けれどそれが叶わないことだとしたら、それ以上、何を望めるのだろう。
「あの時、俺は、師匠を連れて帰れないと判断したし、師匠も、自分は帰れないと言った。『女王』なら、師匠を救えた? 俺はあれがヒトを救えるモノじゃないって知ってんのに、同じ選択も何もねぇよ」
『女王』がいなければ、師匠は。
そうですか、とクラウスは呟くように言った。
がっかりしているようでも、納得しているようでもない。
柔らかい夕闇に、青い浮標の光が浮かび上がる。
R83地点。
女王宮に、最も近いフロート。
ルートはこの先、海溝を避けるように緩やかに女王宮から遠ざかる。
フィルは立ち止まった。
促されるまでもなく、そのフロートに糸をかける。
「………ここからはルートを外れる」
「はい。女王宮は更に北、ですね?」
「砂海北部って意味では、ここから女王宮だけどな」
彼が目指すのは、砂海の深淵。
指先で手繰った糸が、風で撓んだ。
「……今なら、引き返せる。
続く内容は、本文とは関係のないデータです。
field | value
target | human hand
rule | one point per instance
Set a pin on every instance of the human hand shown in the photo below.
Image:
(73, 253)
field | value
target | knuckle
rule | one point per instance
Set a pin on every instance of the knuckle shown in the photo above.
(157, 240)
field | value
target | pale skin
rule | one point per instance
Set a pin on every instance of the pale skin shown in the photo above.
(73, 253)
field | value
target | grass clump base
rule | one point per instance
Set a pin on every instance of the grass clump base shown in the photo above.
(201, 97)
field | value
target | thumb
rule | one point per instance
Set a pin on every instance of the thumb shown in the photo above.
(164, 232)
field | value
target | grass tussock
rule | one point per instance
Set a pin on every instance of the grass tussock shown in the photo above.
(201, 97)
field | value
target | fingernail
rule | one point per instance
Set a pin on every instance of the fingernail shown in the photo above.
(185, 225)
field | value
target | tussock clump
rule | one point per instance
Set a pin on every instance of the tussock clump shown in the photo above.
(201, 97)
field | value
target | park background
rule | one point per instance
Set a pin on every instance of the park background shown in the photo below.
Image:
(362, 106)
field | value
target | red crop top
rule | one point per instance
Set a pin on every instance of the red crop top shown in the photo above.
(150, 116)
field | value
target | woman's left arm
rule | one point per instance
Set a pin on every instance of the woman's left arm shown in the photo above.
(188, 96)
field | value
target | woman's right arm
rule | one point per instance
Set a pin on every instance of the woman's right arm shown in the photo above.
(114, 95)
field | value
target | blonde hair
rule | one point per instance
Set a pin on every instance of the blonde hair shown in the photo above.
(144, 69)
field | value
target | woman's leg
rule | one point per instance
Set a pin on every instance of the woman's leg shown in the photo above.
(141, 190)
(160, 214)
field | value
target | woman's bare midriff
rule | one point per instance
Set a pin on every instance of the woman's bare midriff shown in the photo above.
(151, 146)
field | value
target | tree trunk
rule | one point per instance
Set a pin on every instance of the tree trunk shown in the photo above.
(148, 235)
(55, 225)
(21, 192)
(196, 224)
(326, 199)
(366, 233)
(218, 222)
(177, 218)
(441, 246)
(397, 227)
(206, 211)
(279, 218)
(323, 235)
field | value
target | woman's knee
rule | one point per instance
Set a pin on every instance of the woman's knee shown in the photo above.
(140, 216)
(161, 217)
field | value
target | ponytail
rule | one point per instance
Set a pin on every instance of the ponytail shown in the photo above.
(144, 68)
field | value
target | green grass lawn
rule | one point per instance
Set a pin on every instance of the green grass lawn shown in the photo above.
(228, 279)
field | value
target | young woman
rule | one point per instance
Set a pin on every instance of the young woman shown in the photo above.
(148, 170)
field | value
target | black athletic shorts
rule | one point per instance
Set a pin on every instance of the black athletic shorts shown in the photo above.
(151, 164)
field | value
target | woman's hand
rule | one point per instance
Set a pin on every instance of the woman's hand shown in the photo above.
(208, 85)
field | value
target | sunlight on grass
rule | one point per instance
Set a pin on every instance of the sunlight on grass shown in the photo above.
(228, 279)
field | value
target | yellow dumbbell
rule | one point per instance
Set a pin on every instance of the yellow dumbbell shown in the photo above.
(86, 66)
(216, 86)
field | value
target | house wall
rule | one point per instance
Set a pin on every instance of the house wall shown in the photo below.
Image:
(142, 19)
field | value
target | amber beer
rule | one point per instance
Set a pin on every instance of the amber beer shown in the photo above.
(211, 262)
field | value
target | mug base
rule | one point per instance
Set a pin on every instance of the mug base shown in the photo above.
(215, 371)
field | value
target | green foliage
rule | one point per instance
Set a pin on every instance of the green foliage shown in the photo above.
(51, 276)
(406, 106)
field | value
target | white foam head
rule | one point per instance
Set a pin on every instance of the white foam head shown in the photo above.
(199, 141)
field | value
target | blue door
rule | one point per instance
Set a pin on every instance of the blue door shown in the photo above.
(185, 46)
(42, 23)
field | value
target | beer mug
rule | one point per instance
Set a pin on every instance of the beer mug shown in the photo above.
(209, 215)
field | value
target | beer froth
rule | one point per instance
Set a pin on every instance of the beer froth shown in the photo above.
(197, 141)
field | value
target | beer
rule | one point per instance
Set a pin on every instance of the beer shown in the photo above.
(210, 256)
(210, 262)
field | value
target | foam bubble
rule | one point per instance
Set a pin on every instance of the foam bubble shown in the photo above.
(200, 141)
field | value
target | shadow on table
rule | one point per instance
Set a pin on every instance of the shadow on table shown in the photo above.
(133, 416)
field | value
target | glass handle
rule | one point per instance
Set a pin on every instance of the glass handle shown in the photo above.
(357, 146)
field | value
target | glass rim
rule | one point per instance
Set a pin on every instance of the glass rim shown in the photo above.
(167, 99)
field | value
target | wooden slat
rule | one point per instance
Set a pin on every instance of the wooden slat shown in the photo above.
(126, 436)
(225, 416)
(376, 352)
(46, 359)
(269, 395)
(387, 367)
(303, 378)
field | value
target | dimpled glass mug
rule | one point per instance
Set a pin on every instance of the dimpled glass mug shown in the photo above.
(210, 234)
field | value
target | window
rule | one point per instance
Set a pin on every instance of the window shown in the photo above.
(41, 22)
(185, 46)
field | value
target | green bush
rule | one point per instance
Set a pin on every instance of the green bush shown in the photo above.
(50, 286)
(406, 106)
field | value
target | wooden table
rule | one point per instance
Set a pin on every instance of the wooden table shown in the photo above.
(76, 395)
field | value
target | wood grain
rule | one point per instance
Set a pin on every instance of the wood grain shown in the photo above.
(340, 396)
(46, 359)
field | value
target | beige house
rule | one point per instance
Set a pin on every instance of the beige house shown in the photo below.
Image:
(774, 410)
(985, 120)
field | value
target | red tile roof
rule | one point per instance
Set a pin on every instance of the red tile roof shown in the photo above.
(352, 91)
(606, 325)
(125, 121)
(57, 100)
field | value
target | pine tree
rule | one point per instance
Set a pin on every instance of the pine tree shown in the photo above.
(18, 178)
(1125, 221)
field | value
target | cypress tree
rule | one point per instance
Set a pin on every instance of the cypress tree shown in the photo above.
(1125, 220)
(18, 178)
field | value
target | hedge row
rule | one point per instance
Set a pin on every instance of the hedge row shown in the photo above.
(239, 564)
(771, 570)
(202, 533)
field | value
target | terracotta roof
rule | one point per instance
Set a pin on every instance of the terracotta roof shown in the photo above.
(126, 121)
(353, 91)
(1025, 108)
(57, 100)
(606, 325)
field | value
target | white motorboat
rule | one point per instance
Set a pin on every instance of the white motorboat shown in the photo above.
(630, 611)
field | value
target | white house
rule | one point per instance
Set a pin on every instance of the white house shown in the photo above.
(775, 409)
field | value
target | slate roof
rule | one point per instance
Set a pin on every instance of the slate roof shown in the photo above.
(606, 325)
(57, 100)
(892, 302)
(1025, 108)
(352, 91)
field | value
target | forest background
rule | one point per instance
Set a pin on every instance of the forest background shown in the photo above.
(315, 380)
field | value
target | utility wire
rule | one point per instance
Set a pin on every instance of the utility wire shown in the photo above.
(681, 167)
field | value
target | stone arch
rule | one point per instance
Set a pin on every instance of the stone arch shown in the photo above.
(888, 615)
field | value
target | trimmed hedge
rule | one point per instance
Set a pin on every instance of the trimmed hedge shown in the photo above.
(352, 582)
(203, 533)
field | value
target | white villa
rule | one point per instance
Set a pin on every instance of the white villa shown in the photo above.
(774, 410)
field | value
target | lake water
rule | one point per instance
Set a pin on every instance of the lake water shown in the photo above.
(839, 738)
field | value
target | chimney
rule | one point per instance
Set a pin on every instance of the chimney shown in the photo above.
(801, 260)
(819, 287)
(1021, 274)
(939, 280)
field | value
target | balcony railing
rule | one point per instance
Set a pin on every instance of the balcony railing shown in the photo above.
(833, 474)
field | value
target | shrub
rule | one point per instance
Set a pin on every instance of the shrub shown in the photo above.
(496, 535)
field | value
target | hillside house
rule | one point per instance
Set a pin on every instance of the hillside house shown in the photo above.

『女王』が齎す不死なんて幻想以外の何物でもない。大切な人を想うなら、今この瞬間に、その人の傍にいた方が良いと、俺は思う」
「……………そうかもしれません。けれど私は、行くと決めたのです」
その返答は、やはり予想通りだった。
それならば、彼自身が諦めてくれるまで進むしかない。
フィルは無言で歩き出した。
足元の砂が、影になった窪みにさらさらと流れていった。